This is simply startling, a list of the worst professional sports franchises that includes the Minnesota Twins in the bottom ten, seventh in fact. What's worse is the reasoning, which we'll break down point by point here.
"Moneyball" is to baseball what frugal is to cheap; it's a creative way of saying, "we're not going to pay for our stars or reward our veterans who have earned their keep."
Since when are the Twins associated with Moneyball in any regard? Maybe he has the wrong franchise in mind?
Sabermetrics and scientific stats are used to evaluate players and give a better indication of their worth, but teams like the Minnesota Twins use this strategy to kiss their superstars goodbye at the trade deadline or the first day of free agency.
Or maybe he simply doesn't know what he's talking about. When you think of statistically savvy teams I imagine the franchises that pop to mind, in no particular order are the A's, Padres, Jays, Red Sox, Rays, Indians, and perhaps the Pirates nowadays, but the Twins? Not so much.
As for Golokhov's second point; how many superstars have the Twins shipped off over the past few years that actually have came back to haunt them? David Ortiz is one, but outside of Casey Blake the players they've let walk, like Jacque Jones and Cristian Guzman, haven't exactly been "superstars" or "good" since leaving. Further being a statistical orientated team doesn't mean you just let your superstars walk, or have we forgotten how those darn stats teams re-signed players like Jake Peavy, Mike Lowell, Travis Hafner, and Eric Chavez over the years?
If the Twins are considered a stats franchise who lets players walk, why did Justin Morneau, Joe Mauer, Michael Cuddyer, and Joe Nathan get re-signed to deals ranging from 24 million to 80 million?
The Twins constantly sell proven veterans for prospects and draft picks, but when those youngsters finally develop, they get shipped away to start the cycle again. The Twins incessantly look to the future and winning now is not a priority. Translation: the Twins care more about the dollars than about winning.
Again, what players have the Twins shipped away for prospects or draft picks lately? As far as I can see they made moderate to fair offers to Johan Santana and Torii Hunter, but obviously couldn't match the resources presented by the Mets and Angels, that doesn't make them cheap, that simply means they lack the financial resources to make such commitments. Instead they'll receive compensatory picks for Hunter and attempted to get a few youngsters back for Santana, there's nothing criminal about that, look at what Billy Beane does.

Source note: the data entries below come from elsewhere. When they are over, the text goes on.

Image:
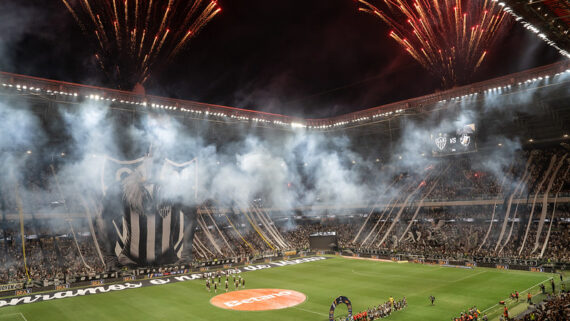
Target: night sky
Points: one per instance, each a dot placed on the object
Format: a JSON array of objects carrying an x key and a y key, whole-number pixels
[{"x": 314, "y": 59}]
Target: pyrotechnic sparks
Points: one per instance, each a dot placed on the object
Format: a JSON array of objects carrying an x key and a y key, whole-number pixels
[
  {"x": 133, "y": 36},
  {"x": 450, "y": 38}
]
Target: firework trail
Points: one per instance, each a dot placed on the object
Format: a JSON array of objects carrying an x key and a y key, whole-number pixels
[
  {"x": 133, "y": 36},
  {"x": 450, "y": 38}
]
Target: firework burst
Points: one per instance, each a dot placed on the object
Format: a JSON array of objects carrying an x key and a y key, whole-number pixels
[
  {"x": 134, "y": 36},
  {"x": 450, "y": 38}
]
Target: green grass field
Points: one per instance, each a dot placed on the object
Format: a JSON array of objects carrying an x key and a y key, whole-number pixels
[{"x": 365, "y": 283}]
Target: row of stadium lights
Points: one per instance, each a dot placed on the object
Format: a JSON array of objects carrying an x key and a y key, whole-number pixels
[
  {"x": 153, "y": 105},
  {"x": 360, "y": 119},
  {"x": 496, "y": 89},
  {"x": 534, "y": 29},
  {"x": 245, "y": 118}
]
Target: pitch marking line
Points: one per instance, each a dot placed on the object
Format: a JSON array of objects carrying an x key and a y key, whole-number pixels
[
  {"x": 10, "y": 314},
  {"x": 317, "y": 313}
]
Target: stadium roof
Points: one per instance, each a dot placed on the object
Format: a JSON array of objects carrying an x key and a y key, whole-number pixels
[{"x": 70, "y": 92}]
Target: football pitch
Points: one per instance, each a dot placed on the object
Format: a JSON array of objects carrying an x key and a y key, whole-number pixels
[{"x": 365, "y": 283}]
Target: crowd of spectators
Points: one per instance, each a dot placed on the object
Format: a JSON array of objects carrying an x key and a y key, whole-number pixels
[
  {"x": 445, "y": 231},
  {"x": 555, "y": 308}
]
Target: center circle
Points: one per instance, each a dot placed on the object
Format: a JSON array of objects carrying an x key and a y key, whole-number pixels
[{"x": 258, "y": 299}]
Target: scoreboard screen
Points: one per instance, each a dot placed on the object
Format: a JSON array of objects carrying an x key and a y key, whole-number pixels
[{"x": 459, "y": 141}]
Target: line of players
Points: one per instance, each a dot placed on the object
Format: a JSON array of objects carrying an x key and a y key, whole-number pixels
[
  {"x": 211, "y": 281},
  {"x": 381, "y": 311}
]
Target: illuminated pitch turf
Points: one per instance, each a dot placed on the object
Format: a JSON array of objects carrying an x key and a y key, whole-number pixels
[{"x": 365, "y": 283}]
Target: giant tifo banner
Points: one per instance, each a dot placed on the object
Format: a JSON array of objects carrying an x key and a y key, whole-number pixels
[{"x": 144, "y": 282}]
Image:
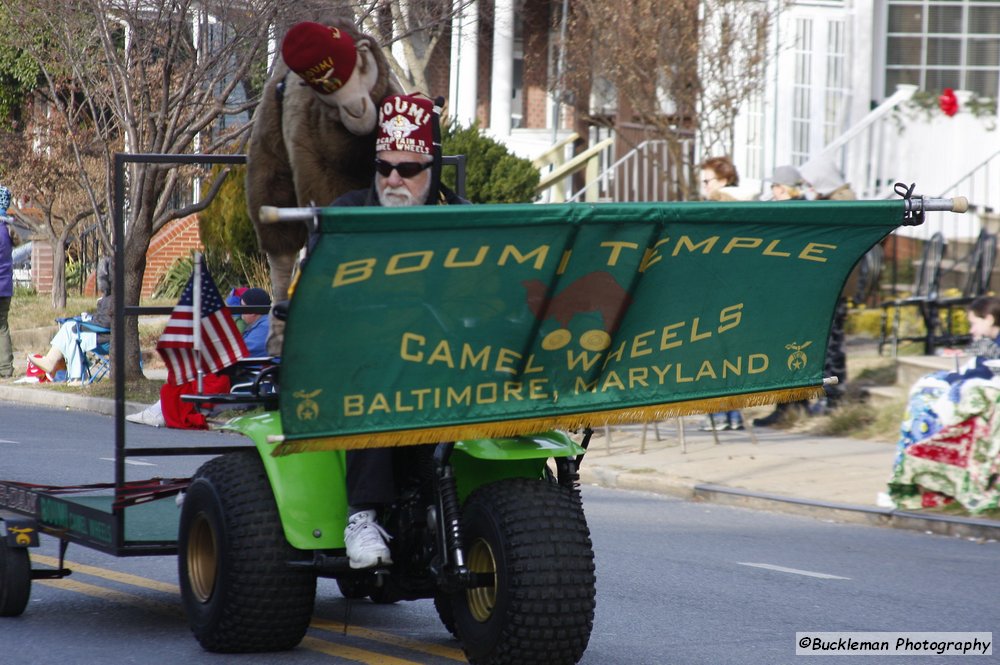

Puzzling personnel plays: Trading Johan Santana and failing to re-sign Torrii Hunter.
They really aren't puzzling, we're not playing with Monopoly money here.
Remember ... 2002: A year removed from a contraction battle, the Minnesota Twins (under first-year manager Ron Gardenhire) make it to the American League Championship Series. With a solid roster and a light payroll, 2002 would have been the perfect season to sacrifice some future players to add some veteran players at the trade deadline and make a serious run. Instead, the Twins entered the playoffs with the youngest roster in the league and never stood a chance in the ALCS after beating fellow cheapskates, the Oakland Athletics, in the first round.
This is quite possibly the most ridiculous part of the story, and that's saying something. Instead of praising the job done by the organization, namely Terry Ryan, it's somehow his fault for not selling the farm to make a push and essentially win three more games. That Angels team's payroll was all of 20 million higher -- not Yankee levels -- and in 2003 the Twins payroll was 55 million, roughly seven million higher than the World Series champion Florida Marlins, and just over half of the difference of the runner up New York Yankees payroll edge over the Marlins.